The problem is that the time per iteration increases so fast when data is increased so I suspect that there is something wrong. As I am very new to bayesian modelling, it can of course be my understanding that is wrong, but here is my take on it.

The model is a random slope model with random slopes at three levels. The lowest level has very many elements (not sure exactly how many, but in the magnitude of 30.000). But since it is a nested model, there should not be a need to create a matrix with 30.000 by 30.000 elements, so I am pretty sure the complexity of the model should not increase exponentially as data increases.

The model formula is the following

model_hierarchical = bmb.Model("p(deprived, size) ~ 1 + year +
  (1 | year.as.factor) + (year | superClusterID) +
  (year | country) + (year | m49.region)", df, 
  family="binomial")

And to fit the model I use this line:

idata_hierarchical = model_hierarchical.fit(
  random_seed=random_seed, tune=2000, draws=2000,
  target_accept=0.95, method = "nuts_numpyro",
  chain_method="vectorized")

year.as.factor is character.
year is numeric.
superClusterID is the lowest level grouping factor with ~ 30.000 different values.
country is the middle level grouping factor with ~ 90 different values.
m49.region is the highest level grouping factor with 7 different values.

The data set has about 60.000 rows (each superClusterID has at least two measurements, ie. two rows in df).

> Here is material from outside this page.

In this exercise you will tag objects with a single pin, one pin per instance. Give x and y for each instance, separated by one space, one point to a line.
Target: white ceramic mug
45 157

In lme4 you do not have to explictly state the nestedness, ie. that only some of the superClusterIDs share the same country and should be pooled accordingly, (g)lmer() finds out that structure by itself. Do I have to tell bambi about the nested structure?

In addition to the rapidly increasing computation time, another thing that makes me worry is the RAM requirements. When I run the model in stan, it required about 2.3 GB of ram, when I run it in Bambi, Bambi allocates 55.6 GB on the CPU and about 12 GB on the GPU. EDIT: 1.2 GB on the GPU.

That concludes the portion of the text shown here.